Now in its fourth year, the US$1 million award, considered as the ‘Nobel Prize’ for teaching, is the largest prize of its kind.
The winner will be announced at the Global Education and Skills Forum in Dubai on Sunday 18 March 2018.
The other five teachers shortlisted from Africa are Marjirie Brown and Wendy Horn from South Africa; Catherine Nakabugo from Uganda; Abdikadir Ismail from Kenya and Sitsofe Enyonam Anku from Ghana.
According to Forbes, these leading lights of the teaching profession were selected from over 30,000 nominations and applications from 173 countries around the world.
The Global Teacher Prize was set up by the Varkey Foundation, founded by Indian billionaire Sunny Varkey, to recognize one exceptional teacher who has made an outstanding contribution to the profession, as well as to shine a spotlight on the important role teachers play in society.
Itodo Anthony
Itodo is celebrated on the www.globalteacherprize.org for elevating the profession to a place of pride, and for putting passion above pecuniary benefits.
His bio reads: “At the beginning of his career, in a small rural school in Nigeria, not many people understood why Anthony would get a master’s degree from a UK university and end up teaching in a village for ‘peanuts’.
“But this was part of his mission – to elevate the teaching profession to a place of pride; to show, with his own life, that the profession is a noble one whose value is not tied to how much we earn.
“When he teaches in class he tries to introduce positive values from other parts of the world to broaden their view of life. He preaches the virtues of justice, institutional soundness, community service, value creation, among others that are elements from other cultures that can help create an ideal value system in the Nigerian youth.”
Itodo was said to have, in May 2017, founded a community-based organisation for youths – New Frontiers Youth Forum, which welcomes membership from 13 to 35-year-olds, and with the aim of raising an army of young leaders to act as positive change agents within the community.
“In October 2017, The Forum commissioned a community library (first in the community) where students and others could study in comfort or have access to resources they couldn’t afford.”
Itodo Anthony, who currently teaches at the Gateway Excel College, Otukpo, Benue State, obtained a Bachelor of Engineering (B.Eng.), Petroleum Engineering, from the University of Port Harcourt, Rivers State; and Master of Science (MSc) Reservoir Evaluation and Management at the Heriot-Watt University.
Ayodele Odeogbola
According to his bio on the www.globalteacherprize.org, Ayodele Odeogbola teaches STEM Education and Global Studies to 11 to 15-year-olds in Ogun State and is passionate about developing his learners to be future leaders and become stakeholders in their world.

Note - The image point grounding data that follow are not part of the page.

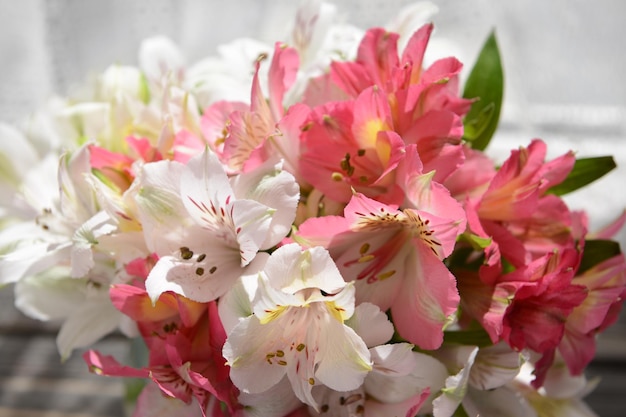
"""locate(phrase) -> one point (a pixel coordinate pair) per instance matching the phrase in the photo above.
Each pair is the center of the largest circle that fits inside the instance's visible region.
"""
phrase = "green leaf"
(597, 251)
(474, 337)
(585, 171)
(486, 84)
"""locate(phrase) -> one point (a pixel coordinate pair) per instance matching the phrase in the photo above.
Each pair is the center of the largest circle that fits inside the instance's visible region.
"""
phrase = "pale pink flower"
(206, 229)
(298, 328)
(396, 260)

“He uses collaboration, critical thinking, creativity and communication, combined with innovation and new technology to transform learning. In class, he has chosen gifted students as leaders to head groups and review every learning activity – many of these have gone on to become leaders in higher education.
“Rather than teach the same thing in the same way to all, Ayodele seeks to match the different needs, potentials and learning paths of each child. He says, ‘For every human challenge in the new world we live in, there is always a technological solution’.
“As part of this, he has brought technology industry experts into his classroom and linked his class to peers in schools in India and Lebanon using Skype and social media.”
Ayodele is said to have been active in many projects focusing on education and youth development, and has mentored other teachers and national youth service corps leaders.
A major project he was credited with leading was the Beyond School Community Challenge Project – a flagship initiative of Mandela Washington Fellowship Alumni Association of Nigeria.
“The initiative involved over 300 schools in developing young people to be the solution to their communities, in line with United Nations Sustainable Development Goals.
“Ayodele has also developed a professional development scheme that has so far trained over 2,000 teachers with the support of the United States Mission in Nigeria, Microsoft Nigeria and the Ogun State government.”
Ayodele, who currently teaches at the Abeokuta Grammar School, Abeokuta, obtained a Bachelor of Education (BEd) Accounting Education from the Tai Solarin University of Education, Ijagun, Ogun State; and a Master of Arts in Online/Digital Education and Distance Learning from the National Open University of Nigeria.
Sunny Varkey, the man behind the Global Teacher prize is a non-resident Indian, Dubai-based education entrepreneur and education philanthropist. He is the founder and chairman of the global advisory and educational management firm GEMS Education, which is the largest operator of private kindergarten-to-grade-12 schools in the world, with a network of over 130 schools in over a dozen countries.
He is also the chairman of the umbrella business organization, the Varkey Group, and the founder and trustee of the philanthropic Varkey Foundation.
According to Wikipedia, as of 2012, Varkey is also a UNESCO Goodwill Ambassador; and in June 2015, Varkey committed to The Giving Pledge, vowing to donate at least half of his money to philanthropic causes over his lifetime.
He is the first education entrepreneur to join the pledge.